El Departamento de Musicología de la Universidad Carlos IV está situado en un antiguo y restaurado edificio de la época de los Austrias, que, lamentablemente, sus profesores se ven obligados a compartir con Dramaturgia y Teatro Universitario. La sede se encuentra a muy pocos minutos, paseando, de la plaza de la Cebada, así llamada porque antiguamente se separaba en este lugar la cebada destinada a los caballos del rey de la de los regimientos de caballería. También el grano lo llevaban a vender a esta plaza los labradores de las cercanías de Madrid. En el siglo XVII fue el lugar donde se instalaron las ferias de Madrid y en el siglo XIX pasaron a celebrarse allí las ejecuciones: al general Riego lo ahorcaron en esa plaza en 1824 y trece años más tarde, después de que María Cristina de Borbón le denegara una clemencia que sin duda merecía por no haber cometido delitos de sangre, le fue administrado garrote vil al legendario bandolero Luis Candelas.
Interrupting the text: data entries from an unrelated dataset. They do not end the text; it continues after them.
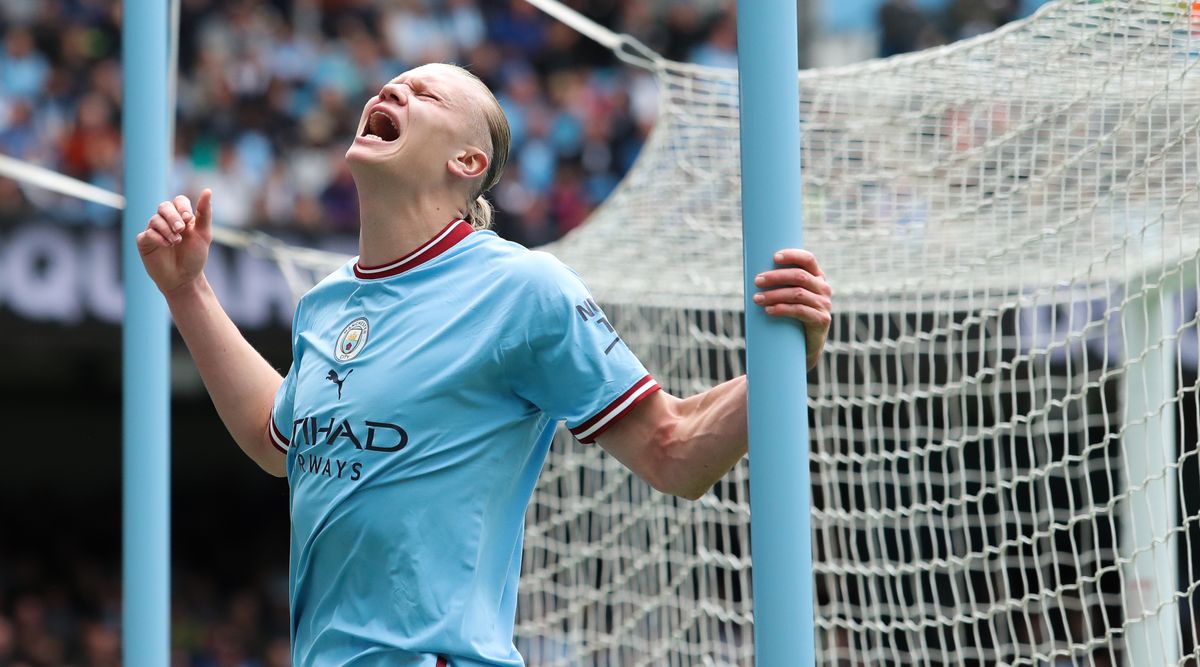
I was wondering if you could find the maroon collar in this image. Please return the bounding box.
[354,220,474,281]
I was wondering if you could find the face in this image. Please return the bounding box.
[346,65,487,184]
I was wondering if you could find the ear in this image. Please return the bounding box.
[446,146,488,179]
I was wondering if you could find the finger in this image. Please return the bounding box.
[146,213,184,245]
[172,194,196,227]
[754,287,833,312]
[157,202,186,236]
[775,248,824,276]
[137,229,170,254]
[196,187,212,230]
[766,304,833,329]
[754,269,833,296]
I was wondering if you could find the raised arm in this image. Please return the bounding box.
[137,190,286,476]
[596,250,833,500]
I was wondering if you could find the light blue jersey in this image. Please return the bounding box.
[270,221,659,667]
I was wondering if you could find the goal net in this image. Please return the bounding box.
[517,0,1200,667]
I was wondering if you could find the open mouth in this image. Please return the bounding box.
[362,112,400,142]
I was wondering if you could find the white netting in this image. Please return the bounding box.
[518,1,1200,667]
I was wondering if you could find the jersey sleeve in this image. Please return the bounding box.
[510,253,660,443]
[266,305,300,453]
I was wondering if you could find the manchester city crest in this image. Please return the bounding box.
[334,317,370,361]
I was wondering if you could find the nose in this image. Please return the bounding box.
[379,83,408,107]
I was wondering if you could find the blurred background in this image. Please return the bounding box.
[0,0,1038,667]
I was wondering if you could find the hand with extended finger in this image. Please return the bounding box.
[138,190,212,295]
[754,250,833,369]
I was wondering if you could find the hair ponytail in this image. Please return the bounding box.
[442,64,512,229]
[466,194,492,232]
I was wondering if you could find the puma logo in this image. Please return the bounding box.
[325,368,354,401]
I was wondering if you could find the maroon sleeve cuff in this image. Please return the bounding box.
[266,411,292,453]
[566,375,662,444]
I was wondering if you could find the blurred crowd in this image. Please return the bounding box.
[0,0,736,245]
[0,546,290,667]
[877,0,1022,58]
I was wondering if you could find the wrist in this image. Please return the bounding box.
[162,272,212,308]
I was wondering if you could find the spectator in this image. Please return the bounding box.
[0,0,715,242]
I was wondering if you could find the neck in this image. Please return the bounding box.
[355,179,462,266]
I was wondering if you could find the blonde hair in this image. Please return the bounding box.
[445,64,512,229]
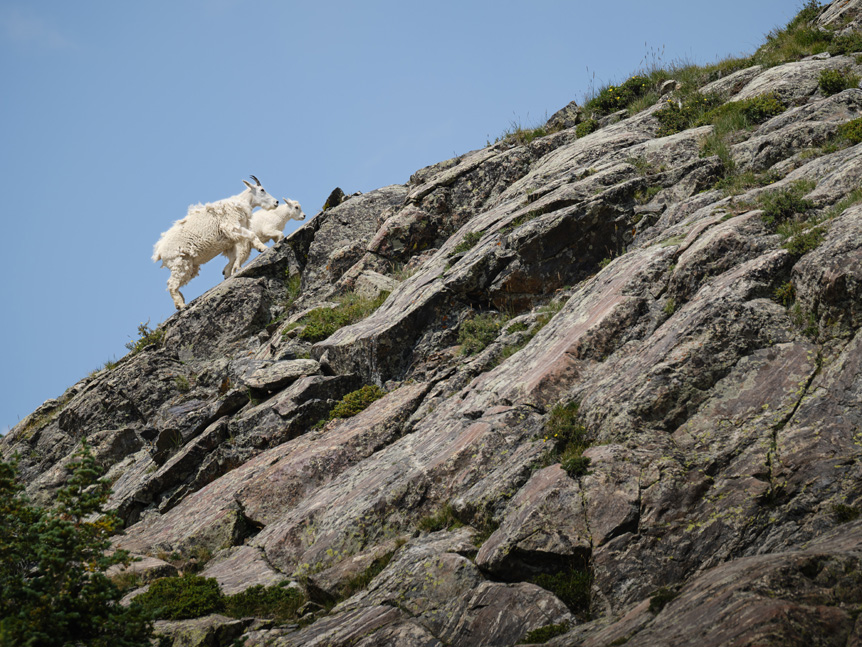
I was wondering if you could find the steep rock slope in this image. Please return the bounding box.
[5,0,862,645]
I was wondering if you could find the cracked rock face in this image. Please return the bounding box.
[5,0,862,647]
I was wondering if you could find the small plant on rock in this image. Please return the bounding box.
[224,582,306,622]
[575,119,599,139]
[416,503,464,532]
[135,574,224,620]
[838,117,862,145]
[542,402,590,478]
[296,292,389,343]
[126,319,165,355]
[757,180,814,226]
[817,69,859,97]
[532,566,593,616]
[518,622,569,645]
[329,384,386,420]
[649,587,679,615]
[588,75,652,117]
[450,231,482,256]
[458,312,503,355]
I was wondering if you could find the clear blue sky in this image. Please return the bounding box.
[0,0,802,433]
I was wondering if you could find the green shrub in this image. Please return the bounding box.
[458,312,503,355]
[126,319,165,355]
[588,75,652,117]
[416,503,464,532]
[575,119,599,139]
[751,0,835,67]
[544,402,588,452]
[714,171,781,195]
[655,92,721,137]
[698,92,787,132]
[506,321,530,335]
[510,125,548,144]
[518,622,569,645]
[533,567,593,615]
[542,402,590,478]
[733,92,787,124]
[649,587,679,615]
[635,185,663,204]
[838,117,862,145]
[135,573,225,620]
[449,231,482,256]
[338,551,395,600]
[0,444,152,647]
[757,180,814,225]
[223,584,306,622]
[560,449,591,478]
[662,297,676,317]
[817,69,859,97]
[329,384,386,420]
[296,292,389,343]
[773,281,796,308]
[832,503,862,523]
[174,375,192,393]
[777,222,826,256]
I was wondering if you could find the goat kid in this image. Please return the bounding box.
[153,175,278,310]
[222,197,305,278]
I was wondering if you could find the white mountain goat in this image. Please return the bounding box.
[222,197,305,278]
[153,175,278,310]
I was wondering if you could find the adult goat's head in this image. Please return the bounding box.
[242,175,278,209]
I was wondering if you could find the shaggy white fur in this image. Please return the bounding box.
[153,175,278,310]
[222,197,305,278]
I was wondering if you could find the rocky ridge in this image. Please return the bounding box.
[5,0,862,646]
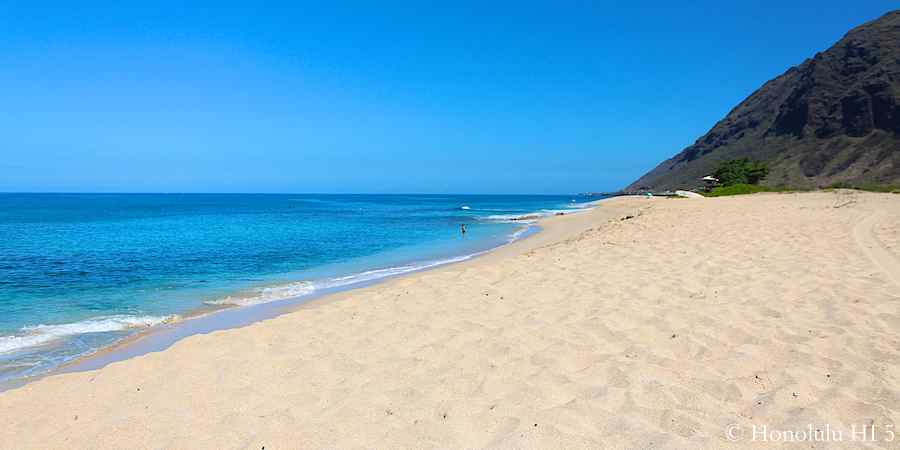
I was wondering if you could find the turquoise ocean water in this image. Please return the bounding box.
[0,194,597,381]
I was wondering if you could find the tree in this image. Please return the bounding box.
[713,158,769,186]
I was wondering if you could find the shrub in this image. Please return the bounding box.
[704,183,778,197]
[713,158,769,186]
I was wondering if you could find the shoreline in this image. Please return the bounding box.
[0,197,612,393]
[0,191,900,449]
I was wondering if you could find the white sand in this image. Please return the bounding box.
[0,192,900,449]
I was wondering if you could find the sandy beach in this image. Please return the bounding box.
[0,191,900,449]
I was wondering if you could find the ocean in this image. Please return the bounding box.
[0,194,598,381]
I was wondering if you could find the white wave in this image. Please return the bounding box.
[0,315,178,354]
[204,281,316,306]
[315,253,481,288]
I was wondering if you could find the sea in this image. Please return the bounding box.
[0,194,599,382]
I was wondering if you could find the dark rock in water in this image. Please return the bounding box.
[625,11,900,192]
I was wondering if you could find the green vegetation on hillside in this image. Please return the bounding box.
[703,183,789,197]
[713,158,769,186]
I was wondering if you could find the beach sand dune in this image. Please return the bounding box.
[0,191,900,449]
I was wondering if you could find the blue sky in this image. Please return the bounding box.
[0,0,896,193]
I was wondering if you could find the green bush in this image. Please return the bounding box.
[713,158,769,186]
[704,183,779,197]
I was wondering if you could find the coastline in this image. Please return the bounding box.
[0,192,900,448]
[0,198,609,393]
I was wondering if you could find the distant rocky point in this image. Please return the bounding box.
[625,11,900,192]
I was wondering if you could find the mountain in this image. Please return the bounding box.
[625,10,900,191]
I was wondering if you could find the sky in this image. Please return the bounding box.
[0,0,897,194]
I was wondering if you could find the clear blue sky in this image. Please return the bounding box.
[0,0,897,193]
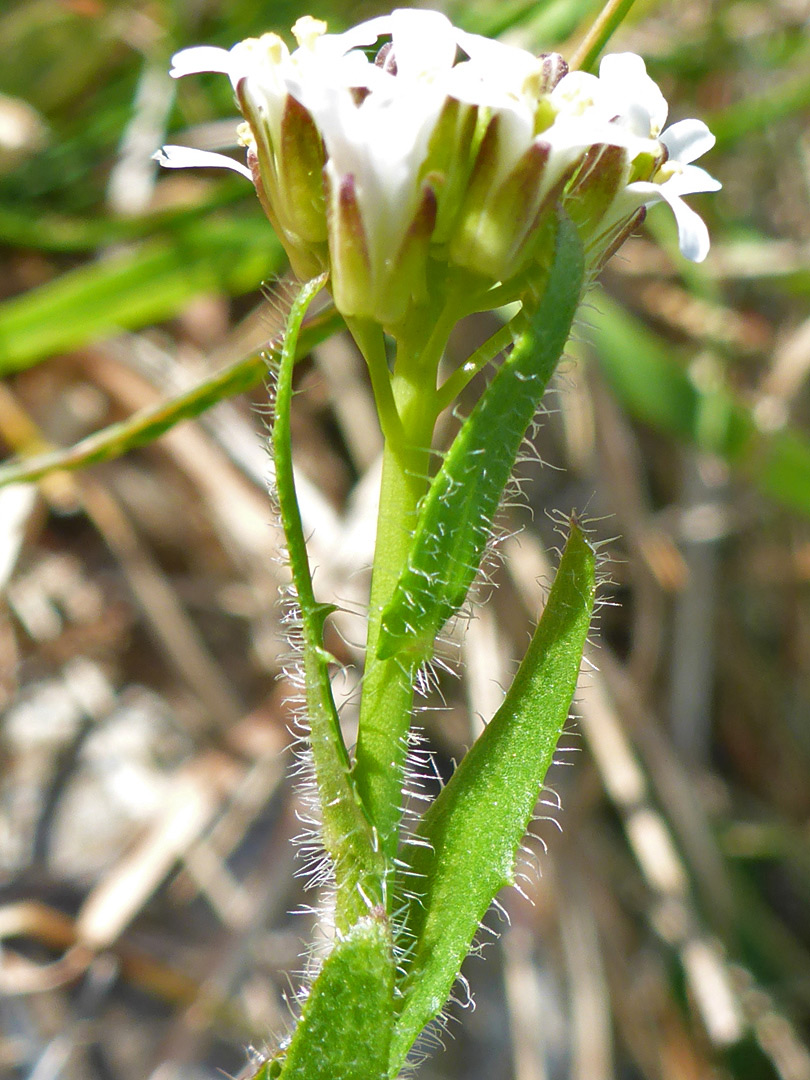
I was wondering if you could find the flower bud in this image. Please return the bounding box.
[160,10,719,333]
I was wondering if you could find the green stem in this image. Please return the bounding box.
[354,312,455,860]
[568,0,634,71]
[272,275,384,931]
[437,320,514,409]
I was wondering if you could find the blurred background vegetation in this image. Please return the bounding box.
[0,0,810,1080]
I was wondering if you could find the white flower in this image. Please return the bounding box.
[159,10,719,319]
[558,53,721,262]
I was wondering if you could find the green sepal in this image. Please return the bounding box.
[390,523,596,1076]
[377,207,584,659]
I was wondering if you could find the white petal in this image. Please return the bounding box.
[168,45,231,79]
[625,179,710,262]
[599,53,669,138]
[664,165,723,195]
[391,8,457,79]
[661,120,716,164]
[152,146,253,181]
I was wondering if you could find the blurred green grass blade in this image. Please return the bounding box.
[391,523,595,1076]
[705,63,810,147]
[0,183,244,252]
[457,0,600,51]
[0,217,284,376]
[0,308,343,487]
[590,295,810,516]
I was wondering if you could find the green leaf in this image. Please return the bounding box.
[590,296,810,516]
[0,307,343,487]
[0,217,284,376]
[276,916,394,1080]
[272,274,386,932]
[391,523,595,1076]
[377,210,584,659]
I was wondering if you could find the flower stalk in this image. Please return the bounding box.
[158,6,719,1080]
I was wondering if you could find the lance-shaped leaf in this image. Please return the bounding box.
[377,207,584,659]
[391,523,595,1076]
[266,916,394,1080]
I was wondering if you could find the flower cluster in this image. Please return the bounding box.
[157,10,719,328]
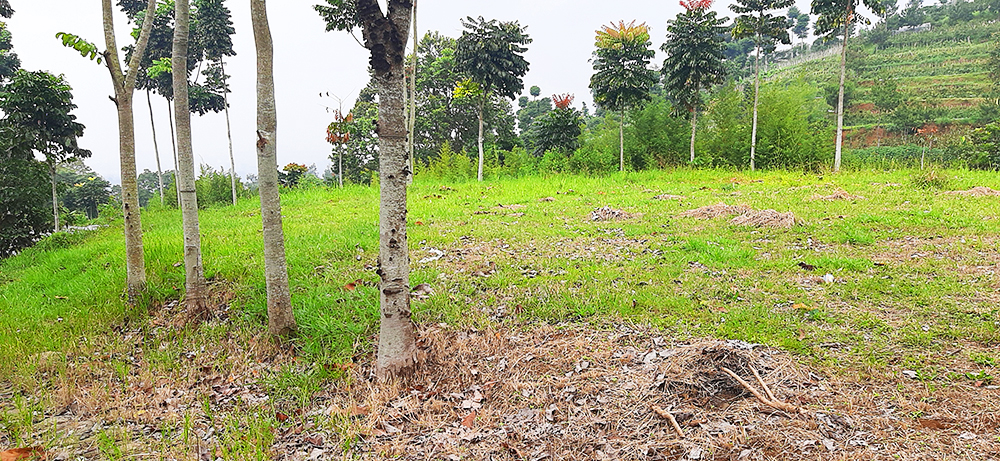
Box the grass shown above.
[0,169,1000,459]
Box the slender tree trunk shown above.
[476,96,486,182]
[406,0,420,184]
[618,110,625,171]
[376,66,416,377]
[49,160,59,232]
[691,107,698,164]
[750,46,760,171]
[250,0,297,338]
[146,88,163,205]
[102,0,156,302]
[167,104,181,208]
[833,14,853,172]
[219,59,236,205]
[172,0,209,321]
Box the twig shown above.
[722,367,805,414]
[653,405,684,439]
[750,367,778,402]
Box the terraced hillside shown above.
[769,21,1000,130]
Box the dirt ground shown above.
[9,325,1000,461]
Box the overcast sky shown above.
[8,0,809,184]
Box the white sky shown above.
[7,0,809,184]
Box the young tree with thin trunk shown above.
[173,0,209,321]
[729,0,797,171]
[250,0,296,338]
[660,0,726,163]
[56,0,156,301]
[315,0,417,379]
[812,0,885,172]
[590,21,657,171]
[455,16,531,181]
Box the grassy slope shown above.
[0,170,1000,381]
[771,18,1000,125]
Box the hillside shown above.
[0,169,1000,461]
[768,20,1000,129]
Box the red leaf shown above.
[462,411,476,429]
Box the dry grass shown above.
[679,203,751,219]
[944,186,1000,197]
[729,210,795,229]
[810,189,865,201]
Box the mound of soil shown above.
[811,189,865,201]
[729,210,795,229]
[679,203,752,219]
[590,206,634,221]
[944,186,1000,197]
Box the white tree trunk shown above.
[250,0,297,338]
[219,59,236,205]
[101,0,156,302]
[146,89,163,205]
[833,15,851,172]
[49,163,59,232]
[750,46,760,171]
[691,107,698,164]
[618,110,625,171]
[172,0,209,321]
[476,97,486,182]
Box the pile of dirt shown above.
[653,194,687,200]
[729,210,795,229]
[811,189,865,201]
[944,186,1000,197]
[590,206,633,221]
[680,203,752,219]
[327,325,1000,460]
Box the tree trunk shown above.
[833,13,852,172]
[101,0,156,302]
[750,46,760,171]
[167,103,181,208]
[406,0,419,184]
[250,0,297,338]
[618,110,625,171]
[375,66,416,377]
[691,107,698,164]
[219,58,236,205]
[476,96,486,182]
[49,160,59,232]
[172,0,209,321]
[146,88,163,205]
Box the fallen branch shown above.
[722,367,805,414]
[653,405,684,439]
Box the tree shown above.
[729,0,795,171]
[56,0,156,302]
[250,0,296,338]
[0,127,52,259]
[871,75,903,147]
[590,21,657,171]
[528,94,583,157]
[315,0,416,379]
[660,0,726,163]
[0,69,91,232]
[173,0,209,321]
[812,0,885,172]
[455,16,531,181]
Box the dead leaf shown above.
[0,447,48,461]
[462,411,477,429]
[917,418,954,429]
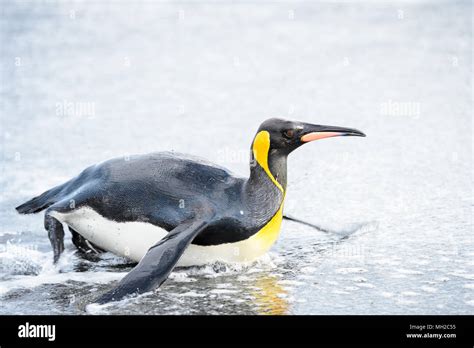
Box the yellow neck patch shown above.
[252,131,285,193]
[249,131,285,255]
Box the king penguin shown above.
[16,118,365,304]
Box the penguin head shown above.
[254,118,365,156]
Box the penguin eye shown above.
[283,129,295,139]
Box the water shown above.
[0,1,474,314]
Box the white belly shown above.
[50,207,278,266]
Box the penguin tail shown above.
[15,185,64,214]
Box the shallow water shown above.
[0,1,474,314]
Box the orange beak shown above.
[301,125,365,143]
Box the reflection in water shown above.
[252,275,289,315]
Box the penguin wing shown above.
[95,213,211,304]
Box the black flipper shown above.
[44,213,64,263]
[283,215,333,233]
[95,218,209,304]
[68,226,105,255]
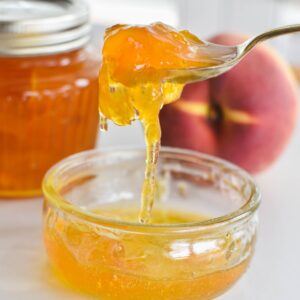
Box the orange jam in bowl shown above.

Daniel Paniagua, treinta y cinco años, complexión atlética, profesor de musicología histórica en el mencionado Departamento, solía hacer jogging casi a diario a la hora de comer (saltándose su propio almuerzo) en un gran parque situado no demasiado lejos de la zona; pero como ese día le había convocado con urgencia Jacobo Durán, el jefe del Departamento, para tratar aún-no-se-sabía-qué misterioso asunto que no podía esperar hasta el día siguiente, prefirió renunciar a su galopada para no presentarse completamente rojo y transpirado a la reunión, que presentía iba a ser importante.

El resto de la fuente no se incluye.